When the same (and correct) x-content-type-options is sent twice. It's really weird that sometimes it is merging them with a space and sometimes also with a comma.

Anyway, it shouldn't be merging them - there should probably be a separate check for repeated headers.

EDIT: Actually merging is standard for HTTP, if it does it correctly. Comma should be used not space, and there should be no duplication.

[molant]

@chrisgraham do you have a URL were you are getting the values separated by a space so we can test this? If you don't want to share it publicly you can DM it via Twitter to webhintio

Thanks!

[sarvaje]

It looks like puppeteer join the duplicated headers in the same property separated with a new line:

for example: for github.com

Vary: X-PJAX
Vary: Accept-Encoding

{
    vary: "X-PJAX\nAccept-Encoding"
}

[molant]

How do we process that on our side? I believe we generate an object for the headers.

---

From: Jesus David García Gomez notifications@github.com Sent: Friday, December 6, 2019 14:31 To: webhintio/hint Cc: Antón Molleda; Comment Subject: Re: [webhintio/hint] Look into how duplicate headers should be handled (#750)

It looks like puppeteer join the duplicated headers in the same property separated with a new line:

for example: for github.com

Vary: X-PJAX Vary: Accept-Encoding

{ vary: "X-PJAX\nAccept-Encoding" }

— You are receiving this because you commented. Reply to this email directly, view it on GitHubhttps://github.com/webhintio/hint/issues/750?email_source=notifications&email_token=AAEUDARFGPVQIYAEI55ICUTQXLHFTA5CNFSM4ELG7LWKYY3PNVWWK3TUL52HS4DFVREXG43VMVBW63LNMVXHJKTDN5WW2ZLOORPWSZGOEGFRHTA#issuecomment-562762700, or unsubscribehttps://github.com/notifications/unsubscribe-auth/AAEUDARYOYTEJU2VEGUQ7VDQXLHFTANCNFSM4ELG7LWA.

[chrisgraham]

My test site was https://compo.sr/

Ok, let me clarify this issue again, as I didn't report it in the best way, and now we know more...

1) Headers are not being combined by webhint according to proper HTTP rules.

They should be comma-separated, and de-duplicated. Apparently currently they are being delimited by line breaks in some situations.

2) Duplicated headers are an issue, but a completely separate one.
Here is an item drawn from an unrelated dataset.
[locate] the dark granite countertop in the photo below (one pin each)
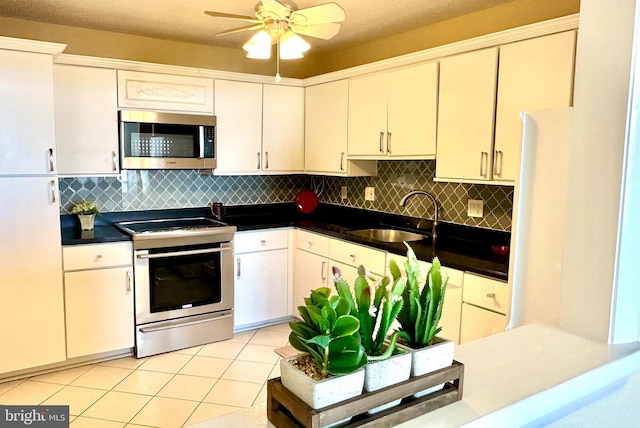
(457, 247)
Let me also explain why I have duplicated headers. It's because PHP has no way of knowing what headers Apache is writing. So if I implement a header for security in PHP, and also implement it in .htaccess on Apache, it's unfortunately going to come out twice. Why would I do it in both? Well, if I need it for non-PHP files I cannot do it in PHP. However, it's most important for PHP and I can't rely on .htaccess being correctly set or working on the sites of end-users of our CMS.

[molant]

1. Headers are not being combined by webhint according to proper HTTP rules.

The problem is that that's how puppeteer returns the headers. The response.headers() in the following screenshot is a call to its API and you can see the value in the watch section:

Using the jsdom connector I get just nosniff instead of nosniff, nosniff.
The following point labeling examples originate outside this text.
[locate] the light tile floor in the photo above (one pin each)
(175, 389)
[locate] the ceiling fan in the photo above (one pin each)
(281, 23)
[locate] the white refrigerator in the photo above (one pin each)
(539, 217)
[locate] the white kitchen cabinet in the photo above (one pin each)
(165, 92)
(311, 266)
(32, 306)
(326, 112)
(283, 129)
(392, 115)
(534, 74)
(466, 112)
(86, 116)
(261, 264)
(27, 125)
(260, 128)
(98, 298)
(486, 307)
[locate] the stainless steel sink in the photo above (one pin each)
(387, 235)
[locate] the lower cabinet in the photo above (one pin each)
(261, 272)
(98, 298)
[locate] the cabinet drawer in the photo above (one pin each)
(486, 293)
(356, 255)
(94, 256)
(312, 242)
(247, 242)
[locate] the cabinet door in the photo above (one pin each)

So it looks like neither do it right.

I think this should be fixed upstream (at least puppeteer, we are using a custom requester for jsdom) so I've created https://github.com/puppeteer/puppeteer/issues/5244. We'll see what the teams has to say 🙂

[molant]

@chrisgraham looks like the \n issue comes from chromium and how the values are serialized in CDP so not very likely to be changed. I've created #3440 to fix it here. Feel free to take a look!